Il prezzo del platino è influenzato da una combinazione di domanda industriale, offerta mineraria e condizioni economiche più ampie.
La domanda automobilistica è stata storicamente uno dei maggiori motori dei prezzi del platino. Il platino è usato nelle marmitte catalitiche, che aiutano a ridurre le emissioni dei veicoli. Le variazioni della produzione automobilistica globale, delle normative sulle emissioni e dell'equilibrio tra veicoli a benzina e diesel possono incidere notevolmente sulla domanda di platino.
Anche l'offerta mineraria ha un ruolo importante. La maggior parte del platino mondiale è prodotta in Sudafrica, con contributi minori dalla Russia e da poche altre regioni. Poiché la produzione è geograficamente concentrata, conflitti sindacali, carenze energetiche e sviluppi politici in queste aree possono incidere sull'offerta globale e influenzare i prezzi.

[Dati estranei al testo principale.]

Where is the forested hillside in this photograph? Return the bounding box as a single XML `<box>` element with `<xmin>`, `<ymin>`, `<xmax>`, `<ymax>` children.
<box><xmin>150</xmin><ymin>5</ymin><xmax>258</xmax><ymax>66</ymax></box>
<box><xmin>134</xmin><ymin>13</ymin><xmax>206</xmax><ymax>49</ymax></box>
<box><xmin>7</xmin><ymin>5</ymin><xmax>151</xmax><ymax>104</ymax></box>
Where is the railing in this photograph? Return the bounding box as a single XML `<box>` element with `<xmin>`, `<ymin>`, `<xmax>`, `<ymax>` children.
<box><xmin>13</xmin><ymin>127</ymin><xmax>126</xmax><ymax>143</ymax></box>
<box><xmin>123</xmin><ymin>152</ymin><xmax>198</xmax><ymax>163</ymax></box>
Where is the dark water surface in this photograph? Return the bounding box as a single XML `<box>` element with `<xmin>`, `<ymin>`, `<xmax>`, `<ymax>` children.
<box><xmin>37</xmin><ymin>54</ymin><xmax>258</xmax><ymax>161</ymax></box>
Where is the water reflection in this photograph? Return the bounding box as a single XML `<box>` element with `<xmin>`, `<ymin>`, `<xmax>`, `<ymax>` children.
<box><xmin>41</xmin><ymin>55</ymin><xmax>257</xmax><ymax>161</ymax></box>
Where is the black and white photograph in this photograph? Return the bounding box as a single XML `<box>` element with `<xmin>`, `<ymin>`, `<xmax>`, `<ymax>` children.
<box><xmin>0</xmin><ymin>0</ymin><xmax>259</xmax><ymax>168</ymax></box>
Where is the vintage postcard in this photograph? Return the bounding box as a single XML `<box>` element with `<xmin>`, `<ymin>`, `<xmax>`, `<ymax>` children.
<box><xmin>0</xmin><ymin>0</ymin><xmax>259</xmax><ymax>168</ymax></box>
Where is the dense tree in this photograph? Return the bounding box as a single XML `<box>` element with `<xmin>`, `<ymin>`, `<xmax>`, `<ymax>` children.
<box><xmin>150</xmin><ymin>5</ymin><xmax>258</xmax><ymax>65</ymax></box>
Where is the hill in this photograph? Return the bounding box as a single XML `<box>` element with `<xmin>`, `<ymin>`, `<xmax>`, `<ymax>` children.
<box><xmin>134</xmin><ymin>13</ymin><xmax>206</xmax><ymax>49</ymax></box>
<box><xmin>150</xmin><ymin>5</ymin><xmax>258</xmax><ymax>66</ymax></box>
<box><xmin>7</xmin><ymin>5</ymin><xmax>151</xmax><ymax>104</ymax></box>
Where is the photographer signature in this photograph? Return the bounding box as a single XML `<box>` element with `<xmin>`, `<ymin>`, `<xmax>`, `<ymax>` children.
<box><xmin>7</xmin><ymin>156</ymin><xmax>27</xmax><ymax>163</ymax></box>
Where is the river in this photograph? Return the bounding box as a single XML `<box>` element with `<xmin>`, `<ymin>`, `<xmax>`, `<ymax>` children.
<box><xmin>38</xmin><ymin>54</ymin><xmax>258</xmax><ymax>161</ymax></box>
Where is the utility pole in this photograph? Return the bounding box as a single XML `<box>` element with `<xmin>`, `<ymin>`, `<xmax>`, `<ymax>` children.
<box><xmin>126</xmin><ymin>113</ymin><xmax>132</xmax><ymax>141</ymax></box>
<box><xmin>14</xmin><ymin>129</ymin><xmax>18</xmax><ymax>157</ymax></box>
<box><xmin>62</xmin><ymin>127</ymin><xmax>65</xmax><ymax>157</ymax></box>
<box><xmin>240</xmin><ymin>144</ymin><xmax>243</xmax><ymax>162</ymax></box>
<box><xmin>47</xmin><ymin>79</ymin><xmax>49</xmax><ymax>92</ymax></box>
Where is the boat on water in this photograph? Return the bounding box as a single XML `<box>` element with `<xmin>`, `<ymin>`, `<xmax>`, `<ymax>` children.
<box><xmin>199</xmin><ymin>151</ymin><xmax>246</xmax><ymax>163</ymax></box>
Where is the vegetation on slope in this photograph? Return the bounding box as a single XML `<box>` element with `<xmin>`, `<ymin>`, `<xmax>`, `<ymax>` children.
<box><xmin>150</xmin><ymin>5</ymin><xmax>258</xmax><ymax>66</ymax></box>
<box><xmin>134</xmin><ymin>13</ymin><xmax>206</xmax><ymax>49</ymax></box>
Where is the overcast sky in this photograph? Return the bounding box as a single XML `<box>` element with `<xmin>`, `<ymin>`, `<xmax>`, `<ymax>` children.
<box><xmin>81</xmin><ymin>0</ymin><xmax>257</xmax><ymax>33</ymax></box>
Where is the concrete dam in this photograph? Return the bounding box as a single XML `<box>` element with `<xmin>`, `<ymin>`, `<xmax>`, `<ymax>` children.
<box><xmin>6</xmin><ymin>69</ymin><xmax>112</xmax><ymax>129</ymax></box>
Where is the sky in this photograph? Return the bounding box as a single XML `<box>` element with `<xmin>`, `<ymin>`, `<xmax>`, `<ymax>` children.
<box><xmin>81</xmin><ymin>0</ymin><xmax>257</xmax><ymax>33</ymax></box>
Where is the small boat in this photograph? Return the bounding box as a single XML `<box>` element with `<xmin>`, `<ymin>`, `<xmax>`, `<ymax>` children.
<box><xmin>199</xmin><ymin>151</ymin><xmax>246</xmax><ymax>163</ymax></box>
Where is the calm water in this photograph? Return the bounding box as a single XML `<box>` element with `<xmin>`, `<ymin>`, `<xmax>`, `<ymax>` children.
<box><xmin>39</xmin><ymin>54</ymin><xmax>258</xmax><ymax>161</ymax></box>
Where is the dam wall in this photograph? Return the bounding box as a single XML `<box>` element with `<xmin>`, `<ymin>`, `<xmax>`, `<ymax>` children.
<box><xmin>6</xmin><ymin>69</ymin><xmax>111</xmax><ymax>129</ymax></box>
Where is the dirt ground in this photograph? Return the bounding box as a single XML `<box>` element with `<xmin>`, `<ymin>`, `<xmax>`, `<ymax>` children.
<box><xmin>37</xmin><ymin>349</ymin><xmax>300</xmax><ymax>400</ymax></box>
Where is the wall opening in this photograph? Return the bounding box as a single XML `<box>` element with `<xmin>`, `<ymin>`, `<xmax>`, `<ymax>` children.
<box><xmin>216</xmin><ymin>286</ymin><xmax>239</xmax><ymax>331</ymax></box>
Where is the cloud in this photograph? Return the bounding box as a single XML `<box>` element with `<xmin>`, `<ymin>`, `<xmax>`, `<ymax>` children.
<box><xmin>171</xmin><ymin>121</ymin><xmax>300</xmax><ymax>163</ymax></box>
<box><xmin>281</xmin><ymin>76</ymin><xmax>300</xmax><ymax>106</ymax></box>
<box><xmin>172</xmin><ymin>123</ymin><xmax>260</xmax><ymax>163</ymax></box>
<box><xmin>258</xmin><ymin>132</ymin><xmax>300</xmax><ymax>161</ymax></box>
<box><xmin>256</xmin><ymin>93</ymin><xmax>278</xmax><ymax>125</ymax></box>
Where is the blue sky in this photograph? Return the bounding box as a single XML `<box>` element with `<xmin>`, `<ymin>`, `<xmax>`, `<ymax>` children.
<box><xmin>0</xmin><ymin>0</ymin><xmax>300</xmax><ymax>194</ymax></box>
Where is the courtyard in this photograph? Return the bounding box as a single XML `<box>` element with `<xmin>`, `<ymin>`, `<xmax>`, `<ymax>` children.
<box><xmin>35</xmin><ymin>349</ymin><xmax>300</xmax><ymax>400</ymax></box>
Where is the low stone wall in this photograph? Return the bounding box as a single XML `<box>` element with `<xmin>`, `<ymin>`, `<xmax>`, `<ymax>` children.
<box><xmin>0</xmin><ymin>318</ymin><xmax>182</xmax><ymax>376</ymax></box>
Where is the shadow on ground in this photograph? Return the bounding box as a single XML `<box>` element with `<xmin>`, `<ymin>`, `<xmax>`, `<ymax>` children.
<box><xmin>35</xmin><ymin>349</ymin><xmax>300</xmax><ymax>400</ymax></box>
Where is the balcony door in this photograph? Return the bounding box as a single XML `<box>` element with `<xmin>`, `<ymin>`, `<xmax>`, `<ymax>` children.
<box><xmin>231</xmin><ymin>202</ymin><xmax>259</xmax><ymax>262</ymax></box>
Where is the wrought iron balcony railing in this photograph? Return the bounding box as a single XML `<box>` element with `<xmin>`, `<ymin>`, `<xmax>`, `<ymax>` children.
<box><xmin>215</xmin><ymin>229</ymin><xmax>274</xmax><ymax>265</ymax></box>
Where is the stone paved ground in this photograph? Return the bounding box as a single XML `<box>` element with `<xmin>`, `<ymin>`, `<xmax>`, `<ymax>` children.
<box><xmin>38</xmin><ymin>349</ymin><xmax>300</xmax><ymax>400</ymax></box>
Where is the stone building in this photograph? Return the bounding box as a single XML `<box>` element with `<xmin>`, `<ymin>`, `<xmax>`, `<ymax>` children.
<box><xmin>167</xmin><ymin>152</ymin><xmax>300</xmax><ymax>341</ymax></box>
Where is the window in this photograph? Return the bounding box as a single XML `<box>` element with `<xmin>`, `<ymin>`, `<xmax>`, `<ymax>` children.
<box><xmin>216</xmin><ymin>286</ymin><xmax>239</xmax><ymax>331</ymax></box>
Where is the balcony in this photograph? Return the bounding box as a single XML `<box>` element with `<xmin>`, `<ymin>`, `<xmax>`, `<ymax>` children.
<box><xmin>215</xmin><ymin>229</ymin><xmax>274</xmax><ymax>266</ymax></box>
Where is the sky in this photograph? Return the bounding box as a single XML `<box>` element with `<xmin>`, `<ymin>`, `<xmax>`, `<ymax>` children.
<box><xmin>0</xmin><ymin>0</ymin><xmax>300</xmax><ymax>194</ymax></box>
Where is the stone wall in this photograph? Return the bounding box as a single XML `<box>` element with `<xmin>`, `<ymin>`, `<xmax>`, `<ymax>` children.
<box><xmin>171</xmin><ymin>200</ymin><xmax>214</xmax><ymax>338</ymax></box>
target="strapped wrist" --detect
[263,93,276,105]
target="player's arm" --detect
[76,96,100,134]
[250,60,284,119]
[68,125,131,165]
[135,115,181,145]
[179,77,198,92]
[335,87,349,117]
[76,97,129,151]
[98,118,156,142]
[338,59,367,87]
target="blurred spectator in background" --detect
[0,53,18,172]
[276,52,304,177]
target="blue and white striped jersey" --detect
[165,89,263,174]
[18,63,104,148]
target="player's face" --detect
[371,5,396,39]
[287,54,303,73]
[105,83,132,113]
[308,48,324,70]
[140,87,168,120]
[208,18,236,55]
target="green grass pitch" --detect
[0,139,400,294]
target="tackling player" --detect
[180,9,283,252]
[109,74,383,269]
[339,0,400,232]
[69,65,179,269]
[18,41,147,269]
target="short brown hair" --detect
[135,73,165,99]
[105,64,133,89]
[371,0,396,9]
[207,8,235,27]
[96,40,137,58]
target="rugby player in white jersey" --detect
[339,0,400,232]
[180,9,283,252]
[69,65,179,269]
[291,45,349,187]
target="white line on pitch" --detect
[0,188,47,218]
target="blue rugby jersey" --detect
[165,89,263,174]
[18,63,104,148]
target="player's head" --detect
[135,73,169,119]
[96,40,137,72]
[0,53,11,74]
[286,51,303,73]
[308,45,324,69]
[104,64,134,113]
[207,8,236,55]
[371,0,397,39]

Anche le applicazioni industriali oltre al settore automobilistico contribuiscono alla domanda di platino. Il metallo è impiegato nella raffinazione del petrolio, nei processi chimici, nell'elettronica e in tecnologie emergenti come le celle a combustibile a idrogeno.
Infine, la domanda di investimento può influire sui prezzi del platino. Gli investitori talvolta acquistano platino come investimento in metalli preziosi, in particolare quando lo ritengono sottovalutato rispetto all'oro o ad altri metalli.
Insieme, questi fattori interagiscono per determinare il prezzo di mercato globale del platino.